Met Giovanni en het waterballet, over een synchroonzwemmende jongen, dingt Bussink mee naar de Mediafondsprijs Kids & Docs. Aanvankelijk maakte Bussink alleen documentaires voor volwassenen. ‘Ik had net Poule des doods gemaakt. Dat gaat over de begrafenissen die de gemeente Amsterdam voor mensen organiseert die alleen zijn gestorven en niemand achterlaten. Ik volgde de dichters die probeerden die begrafenissen toch wat persoonlijks mee te geven. Dat was zo’n zwaar onderwerp, ik wilde graag eens wat luchtigers doen. Toen heb ik meegedaan aan Kids & Docs, een samenwerking tussen Idfa en het Mediafonds. Ervaren en nieuwe documentairemakers kunnen daar onder begeleiding een idee voor een jeugddocumentaire uitwerken.’
Het leverde Achter de toren op, over een groepje vrienden uit Zeeland waarvan de helft na de zomervakantie naar de middelbare school zal gaan. Bussink won er een Gouden Kalf mee. ‘De jeugddocumentaire is wezenlijk niet anders dan een volwassen film; je wil een mooie vertelling maken. Alleen hebben je personages vaak een iets kortere spanningsboog. Ik hou van die beperking, je wordt als regisseur gedwongen los te laten, te laten gebeuren en tegelijkertijd je vertelling in de gaten te houden. En kinderen moeten jou en het filmen een beetje leuk blijven vinden, het wordt al vrij snel saai voor ze.’

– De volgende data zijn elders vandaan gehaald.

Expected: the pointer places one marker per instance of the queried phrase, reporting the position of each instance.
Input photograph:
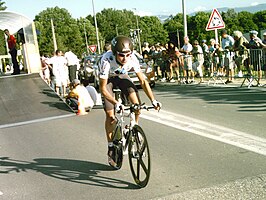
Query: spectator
(92, 92)
(164, 63)
(204, 46)
(213, 59)
(186, 50)
(241, 54)
(107, 47)
(198, 59)
(79, 96)
(255, 45)
(157, 57)
(45, 72)
(218, 59)
(264, 54)
(72, 64)
(173, 63)
(11, 40)
(227, 45)
(60, 72)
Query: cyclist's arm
(145, 85)
(104, 91)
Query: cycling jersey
(110, 68)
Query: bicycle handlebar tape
(81, 109)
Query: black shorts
(122, 82)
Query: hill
(251, 9)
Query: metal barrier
(257, 60)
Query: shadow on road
(248, 100)
(77, 171)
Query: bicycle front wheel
(139, 156)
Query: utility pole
(86, 39)
(184, 17)
(138, 31)
(96, 27)
(54, 38)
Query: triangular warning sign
(93, 48)
(215, 21)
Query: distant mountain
(251, 9)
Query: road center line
(209, 130)
(35, 121)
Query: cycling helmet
(121, 44)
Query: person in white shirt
(79, 95)
(114, 67)
(72, 64)
(59, 71)
(186, 50)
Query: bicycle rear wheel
(118, 148)
(139, 156)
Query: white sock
(110, 144)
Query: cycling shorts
(122, 82)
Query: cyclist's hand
(119, 107)
(156, 104)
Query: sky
(82, 8)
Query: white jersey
(109, 67)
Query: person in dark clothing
(11, 40)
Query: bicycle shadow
(76, 171)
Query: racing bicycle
(130, 139)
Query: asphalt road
(206, 143)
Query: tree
(67, 32)
(111, 21)
(152, 30)
(259, 18)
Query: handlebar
(135, 107)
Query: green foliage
(152, 30)
(67, 31)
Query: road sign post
(215, 22)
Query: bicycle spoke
(140, 161)
(138, 168)
(139, 157)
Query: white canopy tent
(30, 50)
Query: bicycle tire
(118, 148)
(139, 156)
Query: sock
(110, 144)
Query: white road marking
(35, 121)
(209, 130)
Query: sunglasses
(123, 54)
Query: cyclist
(113, 68)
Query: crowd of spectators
(234, 56)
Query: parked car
(146, 69)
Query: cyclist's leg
(130, 90)
(110, 115)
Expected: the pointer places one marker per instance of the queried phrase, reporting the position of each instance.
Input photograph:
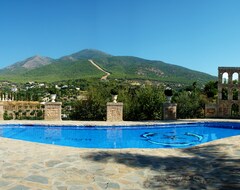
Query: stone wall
(53, 111)
(114, 112)
(21, 110)
(211, 110)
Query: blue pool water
(159, 136)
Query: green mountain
(78, 66)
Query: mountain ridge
(77, 66)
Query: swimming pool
(153, 136)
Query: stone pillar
(53, 111)
(1, 111)
(114, 111)
(169, 111)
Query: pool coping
(111, 124)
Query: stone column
(53, 111)
(1, 111)
(169, 111)
(114, 111)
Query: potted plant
(114, 93)
(168, 93)
(53, 95)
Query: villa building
(228, 102)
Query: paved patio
(26, 165)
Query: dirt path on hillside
(99, 68)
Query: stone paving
(25, 165)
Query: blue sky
(197, 34)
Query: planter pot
(169, 98)
(114, 98)
(53, 97)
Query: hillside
(77, 66)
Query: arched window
(235, 78)
(235, 94)
(224, 94)
(225, 78)
(235, 110)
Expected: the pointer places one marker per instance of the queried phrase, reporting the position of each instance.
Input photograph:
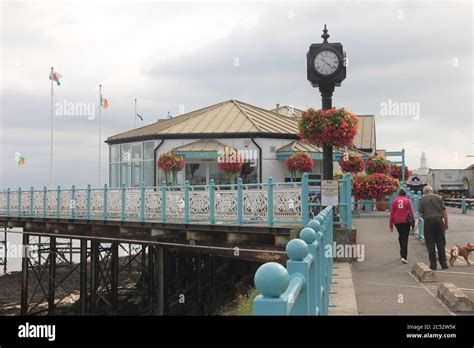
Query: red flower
(335, 127)
(299, 162)
(377, 164)
(351, 163)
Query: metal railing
(284, 203)
(302, 288)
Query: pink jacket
(399, 212)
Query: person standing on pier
(431, 208)
(400, 214)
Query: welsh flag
(55, 76)
(104, 102)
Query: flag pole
(135, 116)
(100, 129)
(51, 145)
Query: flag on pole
(55, 76)
(20, 159)
(104, 102)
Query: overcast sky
(177, 57)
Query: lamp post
(326, 69)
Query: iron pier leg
(160, 258)
(52, 274)
(151, 257)
(24, 275)
(94, 277)
(114, 277)
(83, 277)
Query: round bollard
(315, 225)
(308, 234)
(297, 249)
(271, 279)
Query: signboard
(329, 192)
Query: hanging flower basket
(300, 162)
(352, 163)
(333, 127)
(377, 164)
(396, 172)
(170, 162)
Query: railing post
(88, 202)
(19, 201)
(123, 199)
(186, 202)
(45, 201)
(32, 202)
(142, 202)
(349, 199)
(270, 201)
(298, 265)
(240, 202)
(308, 234)
(73, 202)
(304, 199)
(8, 201)
(106, 202)
(212, 202)
(58, 202)
(163, 201)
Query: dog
(459, 251)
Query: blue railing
(270, 203)
(302, 288)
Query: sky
(409, 63)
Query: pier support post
(52, 274)
(83, 278)
(24, 275)
(114, 277)
(94, 277)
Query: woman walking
(402, 216)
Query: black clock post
(326, 69)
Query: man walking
(431, 208)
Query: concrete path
(385, 286)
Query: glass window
(249, 173)
(136, 173)
(136, 152)
(148, 148)
(126, 154)
(114, 175)
(196, 173)
(216, 174)
(125, 174)
(148, 173)
(115, 153)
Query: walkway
(384, 286)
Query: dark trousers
(403, 232)
(434, 237)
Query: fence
(302, 288)
(262, 203)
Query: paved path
(384, 286)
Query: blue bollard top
(315, 225)
(297, 249)
(308, 234)
(271, 279)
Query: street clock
(326, 63)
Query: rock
(423, 273)
(454, 298)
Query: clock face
(326, 62)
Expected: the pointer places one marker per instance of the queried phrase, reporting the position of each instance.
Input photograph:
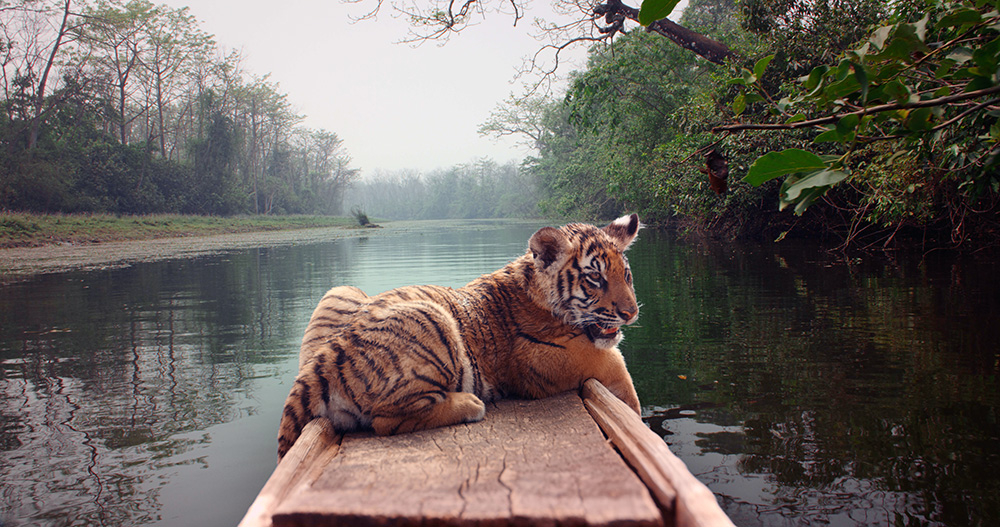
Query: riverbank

Giovanni en het waterballet gaat over de tienjarige Giovanni die als eerste jongen mee wil doen aan het Nederlands kampioenschap synchroonzwemmen. We zien hem tussen de meiden trainen en praten met zijn vriendinnetje Kim. Bussinks tweede jeugddocumentaire Wolkoorts ging over een dorp in de Achterhoek waar ieder jaar een wedstrijd wordt gehouden voor de wagen die het mooist met wol versierd is. De meisjes strijden tegen de jongens. Ze vindt die sekseverhoudingen fascinerend. ‘Ik maak ook kleuterdocumentaires voor de KRO van tweeënhalve minuut. Die gaan vaak over een jongetje en een meisje, die bijvoorbeeld een kalfje melk geven of zoiets. Daar zie ik dat meisjes van vijf vaak het voortouw nemen. Maar als je dan bij meisjes van elf komt, is er iets gebeurd. De buitenwereld is binnengekomen en heeft hun gedrag veranderd. Niet altijd ten goede. Ze worden heel bewust van zichzelf en zijn geremd, verlegen.’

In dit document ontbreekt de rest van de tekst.